I don't take comfort in your comments. The mentality of "we have problems, but so do others", is a recipe for mediocrity.

I think that this mindset is prevalent in this city. Rather we should be thinking, "we have problems, let's solve them, now!!!"

The attitude should be one that strives for excellence, especially when dealing with the Sens. If the goal is the Cup, then the standards have to be high.

Calgary made the playoffs this year, but their president, Ken King, made some pretty telling comments after firing Keenan.

He said that he looked at the year and the results were OK. But, that's not where they wanted to be. OK is not good enough, so changes had to be made.

In Ottawa, we have had two less than OK years in a row, and Melnyk has said that "Bryan's doing a great job".

This place is a circus. I do not blame any player for wanting out. If you do not have confidence in your team's management, you should express that one way or another. They have short careers.

If I'm working for a company, and the management proves over and over again that it's incompetent; I'll wait to see if they are held accountable by their bosses. If they are not held accountable, I'm outta there.

The fact that the fan base is puting this completely on Heatley, after everything that has gone on, shows how irrational it is.

That will not bode well for attracting UFA's at reasonable contracts.

Anonymous said...

The above comments are fair, and it isn't unreasonable to place some of the blame squarely in Murray's lap. However, I believe that you have to go back further to look at the root of the issues.

When Ottawa chose to keep Redden over Chara, the club began down a road that it hasn't recovered from. Muckler tried to make up for the shortcomings of the team by trading away much of the farm team, thus leaving the cupboards essentially bare.

When Murray took over, he was in a position where he had three star players needing new contracts, and one other (the core of the team - Alfie) whose contract would be up for renewal soon after. His sole PMD was in decline, and he had little to count on in the farm team for support. To top it off, his newly signed goalies would soon demonstrate that neither was capable of playing/performing at the level previously demonstrated.

Murray made what to some would seem a reasonable choice in coach, to others would seem a stupid one - he picked Paddock. Moving assistants to HC positions in the same teams is often a recipe for failure, and this is what happened, but the blame can be spread all around - Emery self-destructed, Gerber just stunk, Redden was awful, and so on. And Paddock couldn't handle it (whereas he had been able to as Assistant.) So who is to blame?

Murray started rebuilding the farm at the last draft, but it takes time. Hartsburg was brought in to provide accountability. He failed miserably - he didn't do what he had promised to.

But Heatley was happy up until that point, even with the team having the worst record in the NHL over a 12-month span. He says that the issue started before Clouston was brought in, but how long before?
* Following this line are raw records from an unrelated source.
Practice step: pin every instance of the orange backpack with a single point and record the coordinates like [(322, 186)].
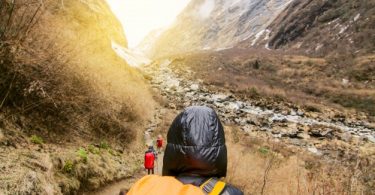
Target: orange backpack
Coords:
[(158, 185)]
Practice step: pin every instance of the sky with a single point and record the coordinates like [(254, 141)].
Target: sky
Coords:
[(139, 17)]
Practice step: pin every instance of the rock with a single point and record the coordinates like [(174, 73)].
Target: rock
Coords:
[(320, 133), (346, 137), (314, 150), (2, 137), (194, 87), (302, 135), (220, 97), (371, 138), (234, 106), (297, 142)]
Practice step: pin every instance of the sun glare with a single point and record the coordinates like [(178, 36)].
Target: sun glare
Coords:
[(139, 17)]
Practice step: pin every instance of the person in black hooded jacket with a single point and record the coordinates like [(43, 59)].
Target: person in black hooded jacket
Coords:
[(196, 152)]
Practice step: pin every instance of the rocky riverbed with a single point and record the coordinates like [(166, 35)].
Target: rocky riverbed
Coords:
[(290, 124)]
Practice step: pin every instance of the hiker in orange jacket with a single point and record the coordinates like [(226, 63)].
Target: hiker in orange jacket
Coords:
[(159, 143), (149, 160), (194, 160)]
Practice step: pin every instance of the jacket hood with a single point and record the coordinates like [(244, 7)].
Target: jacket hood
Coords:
[(196, 145)]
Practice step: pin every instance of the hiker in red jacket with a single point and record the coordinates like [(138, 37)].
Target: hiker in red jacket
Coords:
[(149, 160), (159, 143)]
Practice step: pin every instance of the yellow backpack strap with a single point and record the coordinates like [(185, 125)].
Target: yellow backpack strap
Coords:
[(213, 186)]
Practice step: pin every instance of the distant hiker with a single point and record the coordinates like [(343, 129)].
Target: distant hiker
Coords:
[(123, 192), (150, 160), (159, 143), (194, 160)]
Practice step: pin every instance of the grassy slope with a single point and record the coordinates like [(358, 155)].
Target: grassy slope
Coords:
[(62, 83)]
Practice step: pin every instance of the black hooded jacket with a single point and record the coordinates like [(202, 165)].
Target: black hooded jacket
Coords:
[(196, 148)]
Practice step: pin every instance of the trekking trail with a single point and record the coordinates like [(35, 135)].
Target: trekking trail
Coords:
[(115, 187)]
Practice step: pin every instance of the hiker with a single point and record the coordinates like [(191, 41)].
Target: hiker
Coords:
[(159, 143), (149, 160), (195, 158)]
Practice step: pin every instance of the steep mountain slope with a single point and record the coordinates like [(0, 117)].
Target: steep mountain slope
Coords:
[(217, 24), (321, 27), (69, 106), (316, 27)]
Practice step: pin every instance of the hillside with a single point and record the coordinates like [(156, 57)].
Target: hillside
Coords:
[(68, 103), (216, 25), (311, 27), (323, 27)]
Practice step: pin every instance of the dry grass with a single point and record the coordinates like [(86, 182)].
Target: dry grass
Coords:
[(292, 78), (261, 166), (61, 81), (67, 79)]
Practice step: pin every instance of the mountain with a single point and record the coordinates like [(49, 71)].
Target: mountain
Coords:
[(312, 27), (69, 105), (217, 24), (323, 27)]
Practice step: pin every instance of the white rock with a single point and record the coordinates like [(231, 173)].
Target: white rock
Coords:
[(194, 87), (314, 150)]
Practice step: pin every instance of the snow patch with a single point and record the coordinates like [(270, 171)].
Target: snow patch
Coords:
[(257, 36), (206, 8), (343, 29), (268, 32)]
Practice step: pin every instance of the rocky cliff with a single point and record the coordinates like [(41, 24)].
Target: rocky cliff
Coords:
[(68, 102), (312, 27), (217, 24)]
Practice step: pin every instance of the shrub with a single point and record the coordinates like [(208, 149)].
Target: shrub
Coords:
[(82, 154), (93, 149), (68, 167), (103, 145), (36, 140)]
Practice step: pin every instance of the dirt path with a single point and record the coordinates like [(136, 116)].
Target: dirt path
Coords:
[(114, 188)]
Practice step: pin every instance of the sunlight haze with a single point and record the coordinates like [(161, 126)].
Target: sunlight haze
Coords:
[(139, 17)]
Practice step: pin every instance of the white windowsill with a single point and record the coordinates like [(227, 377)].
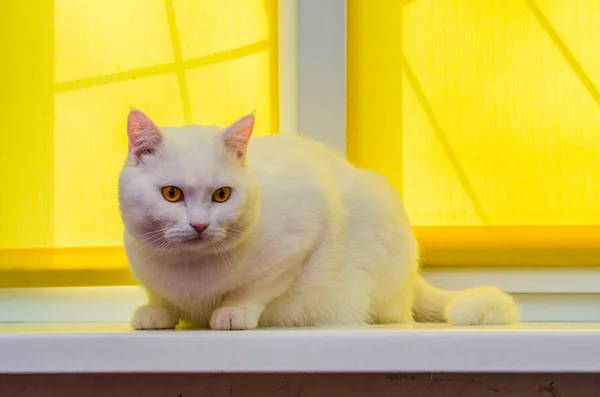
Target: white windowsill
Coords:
[(80, 348)]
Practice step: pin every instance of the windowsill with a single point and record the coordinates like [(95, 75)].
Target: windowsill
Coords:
[(89, 348)]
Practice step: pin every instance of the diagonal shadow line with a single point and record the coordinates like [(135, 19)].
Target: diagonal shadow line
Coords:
[(564, 51), (446, 146), (165, 68), (179, 65)]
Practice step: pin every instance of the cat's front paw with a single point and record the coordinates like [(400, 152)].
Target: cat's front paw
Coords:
[(231, 317), (151, 317)]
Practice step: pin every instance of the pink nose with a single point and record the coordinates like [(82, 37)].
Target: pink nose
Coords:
[(199, 227)]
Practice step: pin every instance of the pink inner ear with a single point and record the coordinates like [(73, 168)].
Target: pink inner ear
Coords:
[(144, 135), (235, 138)]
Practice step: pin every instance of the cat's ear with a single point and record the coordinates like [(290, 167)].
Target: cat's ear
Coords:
[(144, 136), (235, 138)]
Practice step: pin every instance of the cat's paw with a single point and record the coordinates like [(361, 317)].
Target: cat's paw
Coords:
[(231, 317), (152, 317)]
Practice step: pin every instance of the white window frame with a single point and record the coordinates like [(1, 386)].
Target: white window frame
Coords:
[(312, 92)]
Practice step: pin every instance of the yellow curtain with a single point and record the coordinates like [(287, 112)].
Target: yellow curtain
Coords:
[(480, 112), (73, 69)]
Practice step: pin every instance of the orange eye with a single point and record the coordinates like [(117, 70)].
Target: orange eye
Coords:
[(172, 194), (222, 194)]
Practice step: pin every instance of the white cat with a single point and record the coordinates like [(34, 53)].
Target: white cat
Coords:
[(278, 231)]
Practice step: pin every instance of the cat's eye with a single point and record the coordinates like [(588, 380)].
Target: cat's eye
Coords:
[(172, 193), (222, 194)]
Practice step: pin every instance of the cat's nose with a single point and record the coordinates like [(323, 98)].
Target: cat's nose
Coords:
[(199, 227)]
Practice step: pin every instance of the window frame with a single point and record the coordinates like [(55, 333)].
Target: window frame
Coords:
[(312, 102)]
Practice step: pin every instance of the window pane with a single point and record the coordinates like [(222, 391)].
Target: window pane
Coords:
[(210, 26), (90, 146), (66, 103), (496, 123), (221, 93), (94, 38)]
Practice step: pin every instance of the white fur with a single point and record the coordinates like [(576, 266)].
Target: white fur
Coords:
[(306, 239)]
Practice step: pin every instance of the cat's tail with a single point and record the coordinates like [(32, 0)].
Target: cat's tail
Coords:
[(475, 306)]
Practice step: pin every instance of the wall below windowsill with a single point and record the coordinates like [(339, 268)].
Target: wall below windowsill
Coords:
[(113, 348)]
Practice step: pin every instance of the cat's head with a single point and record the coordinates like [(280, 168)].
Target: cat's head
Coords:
[(187, 187)]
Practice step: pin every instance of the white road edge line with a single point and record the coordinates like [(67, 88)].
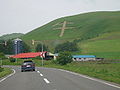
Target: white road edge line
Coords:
[(8, 76), (46, 80), (41, 74), (38, 71), (91, 78)]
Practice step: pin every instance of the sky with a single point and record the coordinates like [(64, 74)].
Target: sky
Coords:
[(22, 16)]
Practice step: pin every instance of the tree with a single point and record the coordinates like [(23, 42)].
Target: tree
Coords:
[(39, 48), (67, 46), (6, 49), (64, 58), (2, 56)]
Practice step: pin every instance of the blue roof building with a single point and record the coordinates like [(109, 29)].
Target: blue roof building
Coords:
[(83, 57)]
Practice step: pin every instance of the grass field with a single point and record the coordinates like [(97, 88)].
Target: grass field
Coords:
[(105, 46), (5, 71), (107, 70), (87, 25)]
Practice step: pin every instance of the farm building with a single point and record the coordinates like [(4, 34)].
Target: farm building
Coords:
[(84, 57), (30, 55)]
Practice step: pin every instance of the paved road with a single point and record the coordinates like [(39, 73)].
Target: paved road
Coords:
[(51, 79)]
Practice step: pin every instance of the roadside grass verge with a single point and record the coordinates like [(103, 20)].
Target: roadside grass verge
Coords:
[(5, 71), (106, 70)]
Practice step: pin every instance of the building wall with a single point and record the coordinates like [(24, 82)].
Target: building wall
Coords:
[(18, 46)]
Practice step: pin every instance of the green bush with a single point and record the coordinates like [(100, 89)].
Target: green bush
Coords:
[(12, 59), (64, 58), (1, 69)]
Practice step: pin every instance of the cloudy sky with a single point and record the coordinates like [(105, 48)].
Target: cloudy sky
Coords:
[(22, 16)]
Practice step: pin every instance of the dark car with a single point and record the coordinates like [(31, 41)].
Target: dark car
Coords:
[(28, 65)]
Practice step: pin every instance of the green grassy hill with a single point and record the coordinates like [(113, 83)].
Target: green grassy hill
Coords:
[(106, 46), (95, 29), (11, 36)]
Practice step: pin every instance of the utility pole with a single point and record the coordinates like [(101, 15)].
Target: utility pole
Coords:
[(33, 43), (5, 43)]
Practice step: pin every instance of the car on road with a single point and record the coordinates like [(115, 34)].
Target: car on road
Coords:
[(28, 65)]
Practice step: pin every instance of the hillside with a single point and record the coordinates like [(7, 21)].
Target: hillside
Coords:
[(11, 36), (106, 46), (83, 27)]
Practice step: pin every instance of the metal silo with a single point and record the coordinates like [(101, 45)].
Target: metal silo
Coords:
[(18, 46)]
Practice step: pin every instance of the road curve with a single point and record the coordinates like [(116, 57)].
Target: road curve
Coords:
[(51, 79)]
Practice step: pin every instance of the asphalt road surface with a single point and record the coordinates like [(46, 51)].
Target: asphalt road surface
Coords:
[(52, 79)]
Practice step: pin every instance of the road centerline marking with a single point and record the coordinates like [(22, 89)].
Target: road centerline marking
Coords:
[(46, 80), (38, 71), (8, 76), (41, 74)]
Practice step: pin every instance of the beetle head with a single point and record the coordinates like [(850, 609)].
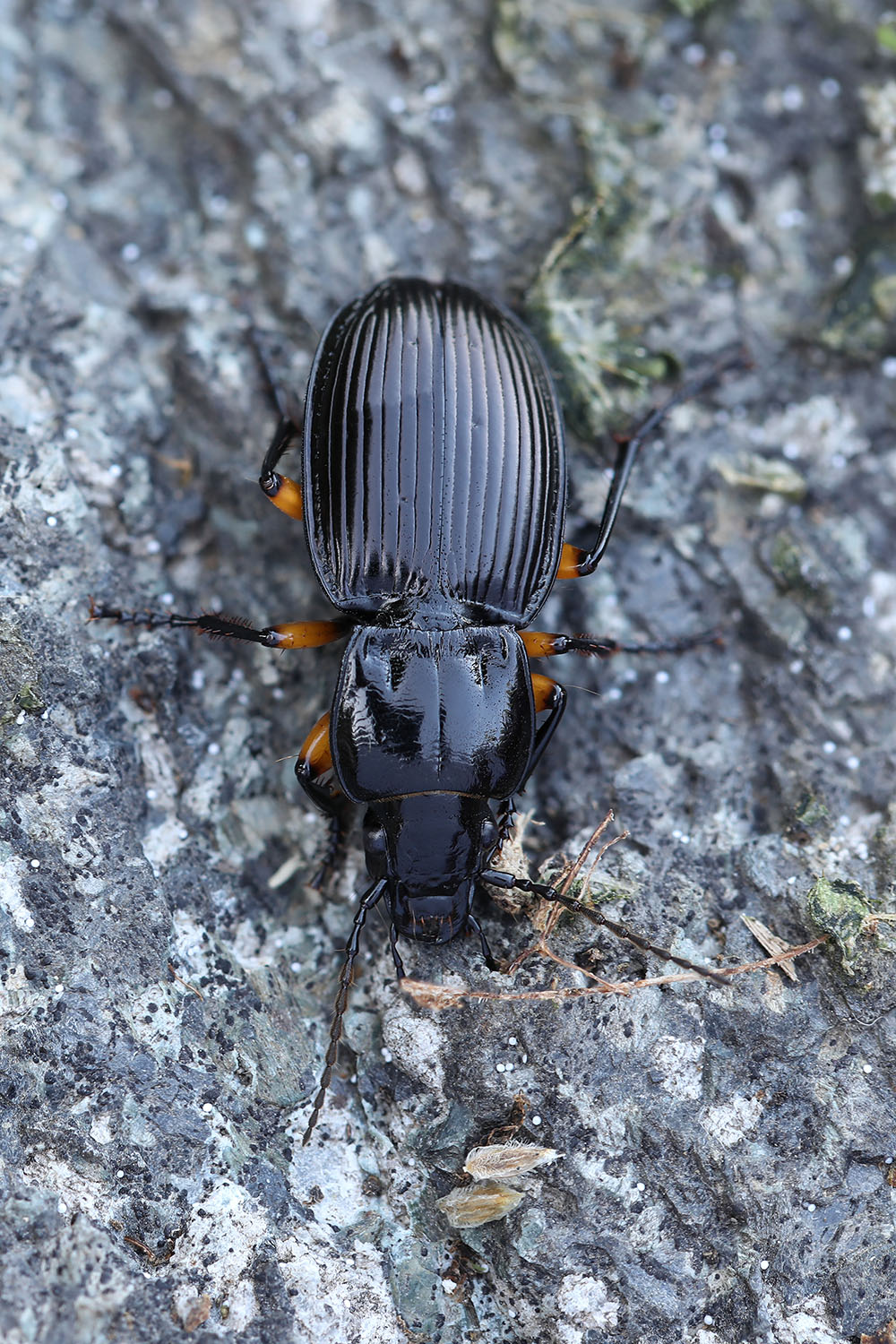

Was it when it was clear that Hartsburg was on thin ice?
Was it because he was afraid that the next coach would truly be a taskmaster?
Or was it because the true leaders on the team (Alfie, Phillips, Volchenkov, Fisher) were starting to call him out for his "me-first" attitude?

Heatley says he wants to be a leader - great leaders lead by example.
Heatley says he wants to play a significant role - this comes by earning the right/privilege.

It's clear that some mistakes have been made, by both Muckler and by Murray, but it's hard to see how Heatley comes out of this with his reputation unsullied.